The Bank.Green pipeline is a tool for extract bank data from various sources, transforming them into Bank
(bank.py
) objects, and them loading them into an airtable for deployment on the bank.green website. The primary purposes of the pipeline are to identify banks, rate them, and to provide data on those banks for ingestion in the website.
Install dependencies and open Jupyter-Lab
cd pipeline
python -m pip install -r requirements.txt
jupyter-lab
The pipeline.ipynb
notebook is used to extract data from various sources, transform it into the pipeline Bank
format, and to load it to airtable. With proper credentials notebook can be run from top to bottom.
Without credentials, it is sometimes not possible to access remote data and is not possible to to upload to airtable. However, you still should be able to run the notebook with local data which will not differ greatly from remote.
bankreg.py
, bank.py
, and sources.py
provide the primary files for data transformation. airtable.py
contains code for the (very complicated and messy) merge and upload process to airtable. The maps
directory contains various hand-populated maps which are mostly used to match banks frou different data sources.
The BankReg
is a singleton containing a registry of banks. As new banks are ingested, they are added to the registry.
Source
is an abstract class that other sub sources (i.e. banktrack.py
, 'gabv.py
, wikidata.py
) inherit from. Attributes in class Source
appear frequently across different datasets.
Bank
is used to combine various sources into a single "bank" legal entity.
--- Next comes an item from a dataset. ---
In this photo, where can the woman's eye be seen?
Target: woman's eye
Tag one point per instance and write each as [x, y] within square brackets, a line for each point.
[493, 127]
A Bank
instance contains one or more sources, while various @property
tags determine which data from a Bank
's sources will be preferred, or combined.
Bank.Green accesses data from multiple websites and sources.
sources/banktrack/banktrack.py
Accessed by:
Private API or Local CSV
BankTrack supplies rich data on banks, the country that their headquarters is in, and data on what companies and projects the bank has financed.
TODO:
BankTrack has rich data on the fossil fuel investments of various banks, but this data is currently unused to generate bank ratings. This data could be used data to generate ratings.
sources/bocc/bocc.py
Accessed by:
Local CSV
The Banking on Climate Change report tracks fossil fuel investments of the 60 largest banks, worldwide. The report releases yearly, and bank.green uses this data to assign ratings.
TODO:
Update this data after the release of the 2022 report
sources/wikidata/wikidata.py
Accessed by:
Public API or local CSV
Wikidata provides data on banks, bank names, and importantly, subsidiary information, which helps Bank.Green rate smaller banks based on their parent organization's rating. Wikidata can be messy, because some wikidatians add tag bank buildings (the physical structures) as banks (the legal entities)
TODO:
Filter out bank buildings using a better SPARQL query
sources/gabv/gabv.py
Accessed by:
Local CSV
The Global Alliance on Banking Values and B-Impact lists were manually combined, resulting in a local CSV. These banks are generally thought to do good in the world, but do not necessarily have ratings assigned to them yet.
TODO:
Seperate this into GABV and B-Impact data sources. B-Impact, in particular, can be accessed via the https://data.world api.
sources/custombank/custombank.py
accessed by:
Google Sheets API or Local CSV
The Custom Bank spreadsheet is a private bank.green sheet used to specify preferred bank names, manually add countries to banks, manually assign subsidiary relationships, and to manually assign them ratings based on Bank.green research.
TODO:
The functionality of this sheet may eventually be migrated to an admin dashboard type system.
sources/fairfinance/fairfinance.py
accessed by:
Local CSV
The Fair Finance guide rates banks on their fossil fuel investment policies (not, not on their actual investments). The data here is mostly used to identify bad banks with bad policies. Banks often do not follow through on their good policies are often not followed-through on.
TODO:
Periodically manually update data
sources/fairfinance/fairfinance.py
accessed by:
Local CSV
The https://Switchit.money guide researches banks fossil fuel financing investments. https://Bank.Green trusts the switchit.money ratings, and generally transforms them directly into its own ratings.
TODO:
Periodically manually update data
sources/marketforces/marketforces.py
accessed by:
Local CSV
The US National Information Center which provides CSV's of bank data. This is a very rich and accurate data source, but its fidelity is greater than the project anticipates.
TODO:
Improve ingestion of banks, including ingesting additional bank details and work on matching USNIC banks to existing banks.
sources/usnic/usnic.py
accessed by:
Local CSV
The Marketforces.org.au website researches Australian bank investments in fossil fuels. https://Bank.Green trusts MarketForces's research and uses it to guide ratings.
TODO:
Periodically manually update data
Some tests are written for the pipeline. Test using python3 -m unittest *_test.py
Debug using import pdb; pdb.set_trace()
.
There are a number of tasks for future development:
- Convert the pipeline into a Django project, adding ORM mappings for sources, developing an admin dashboard, and migrating away from airtable
- Create a new source for US-based banks and ingest from the treasury.gov website
- Ratings in
bank.py
are currently a mess. Re-Architect this - Ingestion of Open Courporates dataset, which should provide more subsidiary relationships and data on particular banks.
We're friendly!
Open an issue or email [email protected] to ask questions about the code, the product roadmap, etc.
We welcome pull requests.
This codebase is intended to eventually become a django application, facilitating manual cleanup of the available data.
In the meantime, there are many small TO DO's (especially regarding the USNIC data) and integrations of additional data sources.